Hacker News new | past | comments | ask | show | jobs | submit login
Show HN: File.io – Ephemeral file sharing (file.io)
155 points by ca98am79 on July 29, 2015 | hide | past | web | favorite | 89 comments

i personally prefer file.pizza, especially considering it is an open source webrtc implementation that doesn't persist the data via any middle man (https://github.com/kern/filepizza)

Thanks for sharing that, it is also very cool! I think the two projects have slightly different use cases though. Two things come to mind: * Sender and Receiver must directly connect using file.pizza, revealing IP addresses to one another. * Both users must be online at the same time with file.pizza, and be able to communicate in near real time to exchange the link.

More WebRTC p2p services like this:

https://reep.io/ https://rtccopy.com/

And my favorite,


similar is https://instant.io/ which is bit torrent but in the browser

Have you tried http://www.pizzatext.net?

Pastebin for binary files? By the look of things, clean and easy to use? Handy!

It's probably time to start thinking about ways to monetise this to pay for the hosting costs at least.

Also, have you talked to a lawyer yet? If this takes off and you keep it up long enough, inevitably you're going to get people using it for child porn, stolen credit card numbers, leaked classified documents, instructions on how to make home-made bombs etc and someday a relevant law enforcement agency is going to want to have a conversation about the content that Mr Smith sent to Mr Jones via your server. It's probably a good idea to get your legal position straight before that day rather than trying to do it after the fact. And yes, I do recommend talking to an actual lawyer.
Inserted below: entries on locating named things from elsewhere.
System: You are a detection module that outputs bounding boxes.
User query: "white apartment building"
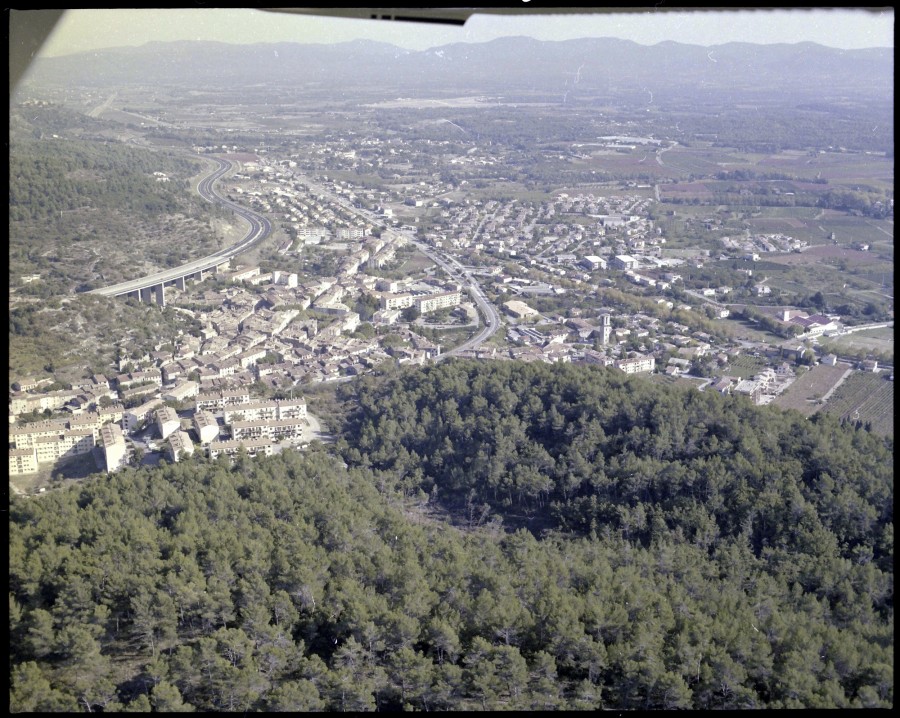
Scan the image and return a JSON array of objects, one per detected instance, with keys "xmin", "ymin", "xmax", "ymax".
[
  {"xmin": 156, "ymin": 406, "xmax": 181, "ymax": 439},
  {"xmin": 616, "ymin": 356, "xmax": 656, "ymax": 374},
  {"xmin": 224, "ymin": 398, "xmax": 306, "ymax": 424},
  {"xmin": 416, "ymin": 291, "xmax": 462, "ymax": 314},
  {"xmin": 100, "ymin": 424, "xmax": 126, "ymax": 472},
  {"xmin": 166, "ymin": 431, "xmax": 194, "ymax": 463},
  {"xmin": 208, "ymin": 439, "xmax": 275, "ymax": 459},
  {"xmin": 193, "ymin": 410, "xmax": 219, "ymax": 444},
  {"xmin": 231, "ymin": 419, "xmax": 307, "ymax": 441}
]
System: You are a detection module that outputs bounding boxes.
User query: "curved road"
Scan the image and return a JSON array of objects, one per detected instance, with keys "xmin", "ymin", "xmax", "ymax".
[
  {"xmin": 88, "ymin": 157, "xmax": 272, "ymax": 297},
  {"xmin": 413, "ymin": 241, "xmax": 500, "ymax": 360}
]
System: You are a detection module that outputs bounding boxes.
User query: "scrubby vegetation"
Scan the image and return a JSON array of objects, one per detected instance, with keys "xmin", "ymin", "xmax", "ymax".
[{"xmin": 9, "ymin": 361, "xmax": 893, "ymax": 711}]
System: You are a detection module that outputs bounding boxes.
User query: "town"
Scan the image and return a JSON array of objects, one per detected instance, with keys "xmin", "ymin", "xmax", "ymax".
[{"xmin": 9, "ymin": 143, "xmax": 893, "ymax": 486}]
Internet commentary is not an adequate substitute for legal advice here.

Seems like a lot of the issues are mitigated by the file going away after the first download. Especially if there really are no logs or anything at that point.

I am not a lawyer™ but the creators should definitely consult one to 1) determine how much risk they are exposing themselves to and 2) determine a reasonable course of action to limit that risk exposure. The question is not on whether or not we believe something to be "legal" or "illegal" but whether or not some part of their service might draw the attention of a group large and angry enough that might try to make them prove something in front of a judge. This is the real danger to a small group of developers: the RIAA has many lawyers on retainer while the upfront cost of dealing with a lawsuit would bankrupt most individual developers.

> How did you get such a great domain name? From the awesome service at park.io

A little disingenuous since the domain was never listed on park.io and this site was made by the same company as park.io.

Makes me believe that they snatch up the best domains for themselves so people can't bid on them.

I've bought multiple domains from park.io before and had a good experience, but I was always worried about this.

Thanks for using park.io and I'm glad you had a good experience.

park.io doesn't just get domains from drop-catching when they expire. Sometimes we buy them from the previous owner directly. Also, not all sales go through the drop-catching/auction process, for example users can park their domains on park.io and set a "Buy it Now" price for their parked domain, so domains also sell in this way.

file.io was never listed because it never expired/dropped or went to auction. We bought it directly from the previous owner and it was parked on park.io. I have now used it for the service posted here. What you quoted above was said to advertise park.io, and I apologize if it is misleading.

So I assume "park.io" posted the domain for sale and gave the market ample time to buy the domain before snatching it up for them/your selves?

You buying it before posting it is no better than you drop-catching it.

you're free to buy the domains yourself? he bought it from the previous owner and has every right to use it as he sees fit, and in this case actually launched a useful service in place of just sitting on it.

park.io discloses that they buy some names for their own portfolio. Whether disclosure makes it appear less disingenuous is in the eye of the beholder.

In their FAQ, park.io writes that one of the reasons an expiring name might not be listed is "because we intend to order this domain for our own portfolio. We don't do this often, but every once in a while there is a domain we want for our own collection and so we do not list it on park.io."

I built this site and appreciate any feedback from the HN community

Nice service. You should considered a default expiration (a week?) to lighten the load, and an option for multiple downloads (?dl=3) so the first n get a copy or multiple tries if corrupted.

Also, you don't keep logs but what about your cloud provider? What guarantees can you make about them, and what responsibility do programmers have to explain the risks to the public? It seems wrong to say "anonymous and secure" without some qualifiers: you must use https, unencrypted files might be copied by the cloud provider, etc...

Thanks for the helpful feedback. Yes, I think a default expiration is a good idea and will be adding this. Other have asked about the ability for multiple downloads, so I am considering this.

I was using https://usetorpedo.com (similar service) before it shut down. Probably some lessons to be learned from them.

While I didn't use it super often, when I did want to use it, it was very valuable. Thanks for building this!

Maybe it failed because USE TOR -> PEDO :)

Lol at the downvotes. Not my fault that a privacy oriented filesharing service has a domain with the words use, tor, and pedo all in a row.

It doesn't add anything to the discussion. This isn't Reddit.

^ And that did?

Nice work.

Large files could become a problem, since any request causes the file to be deleted. There is no chance to retry. But, this is the most secure way handle file deletion.

You could offer an option that would delete the file after X% of bytes are downloaded.

I have been working a simple server to do just this, I am calling it a nonce file server. I have been coming across times when I need to deliver a file once, and only once.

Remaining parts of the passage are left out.